Peter Schartz in "Inevitable Surprises".....

Surprises are the norm. There will be many more moments to come when the assumptions you’ve lived by sudden fall away—inflicting that same queasy feeling you get when an elevator drops a little too suddenly, when an airplane hits an air pocket, or when a roller coaster moves past the top of the curve and lurches into its descent. There will also be beneficial surprises to come—when impossible, unthinkable opportunities and technologies suddenly become real, for you (or someone else) to cultivate, develop, and use.
Historically, upheaval is not a new condition. To be sure, there have been some relatively surprise-free centuries in human history; life for most people in medieval Europe was much the same as it had been for their parents. But since the scientific discoveries ofthe seventeenth century, complexity and turbulence in the world at large have been facts of life, looming larger and larger in people’s concerns until today there is hardly anyone unaffected by them.
At the same time most of us still feel emotionally that things should be stable and certain; that once we’re over the next hump of crisis, life will naturally return to tranquil normalcy. And there are things we don’t want to see strapped into a roller coaster: Our country’s security. Our companies and jobs. Our retirement accounts.
Is there a better way to live with this tension than just to hang on for the roller-coaster ride and react to every new surprise thrust at you? Yes, there is. There are still certainties—still facts and factors that we can rely on and even take for granted. There are many things we can rely on, but three of them are most critical to keep in mind in any turbulent environment.
First: There will be more surprises.
Second: We will be able to deal with them.
Third: We can anticipate many of them. In fact, we can make some pretty good assumptions about how most of them will play out.

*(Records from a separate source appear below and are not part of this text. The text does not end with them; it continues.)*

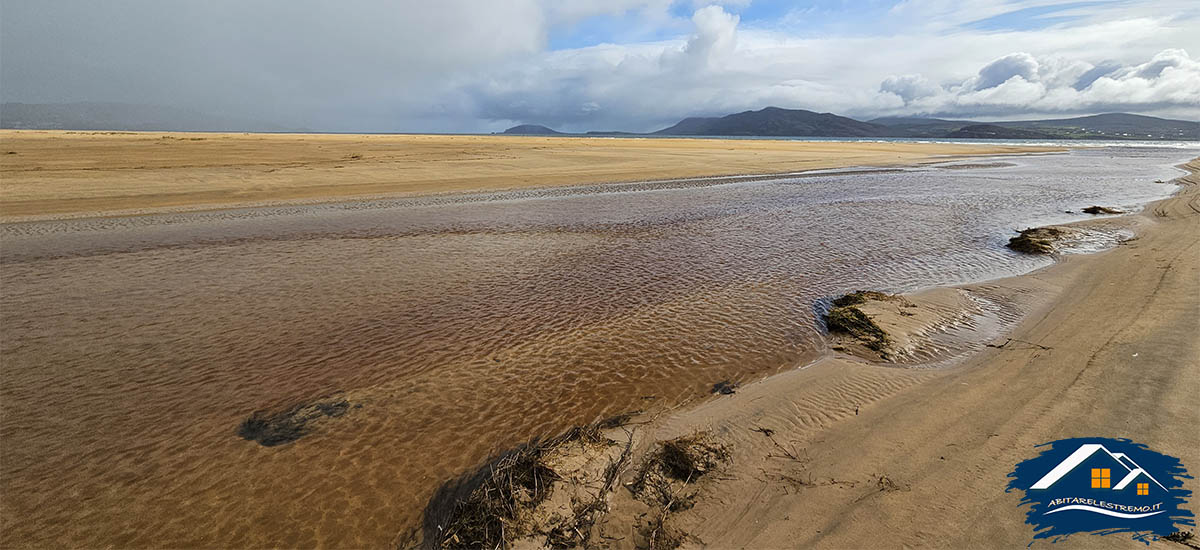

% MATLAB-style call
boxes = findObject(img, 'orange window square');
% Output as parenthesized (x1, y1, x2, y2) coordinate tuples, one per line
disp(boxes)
(1137, 483, 1149, 495)
(1091, 468, 1111, 488)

We can’t know the consequences in advance, or how they will affect us, but we know many of the surprises to come. Even the most devastating surprises—like terrorist attacks and economic collapses—are often predictable because they have their roots in the driving forces at work today.

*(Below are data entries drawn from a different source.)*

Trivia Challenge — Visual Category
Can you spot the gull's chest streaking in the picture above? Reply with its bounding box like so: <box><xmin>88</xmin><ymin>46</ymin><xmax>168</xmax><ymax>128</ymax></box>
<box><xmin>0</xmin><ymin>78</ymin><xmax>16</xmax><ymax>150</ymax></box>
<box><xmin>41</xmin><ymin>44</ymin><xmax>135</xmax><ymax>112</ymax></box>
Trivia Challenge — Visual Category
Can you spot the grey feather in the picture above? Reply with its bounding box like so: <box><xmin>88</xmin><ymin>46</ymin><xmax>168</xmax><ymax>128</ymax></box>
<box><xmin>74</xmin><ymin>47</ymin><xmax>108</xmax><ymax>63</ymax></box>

In the coming decades we face many more inevitable surprises: major discontinuities in the economic, political, and social spheres of our world, each one changing the “rules of the game” as it is played today. If anything, there will be more, not fewer, surprises in the future, and they will all be interconnected. Together, they will lead us into a world, ten to fifteen years hence, that is fundamentally different from the one we know today. Understanding these inevitable surprises in our future is critical for the decisions we have to make today—whether we are captains of industry, leaders of nations, or simply individuals who care about the future of our families and communities. We may not be able to prevent catastrophe (although sometimes we can), but we can certainly increase our ability to respond, and our ability to see opportunities that we would otherwise miss.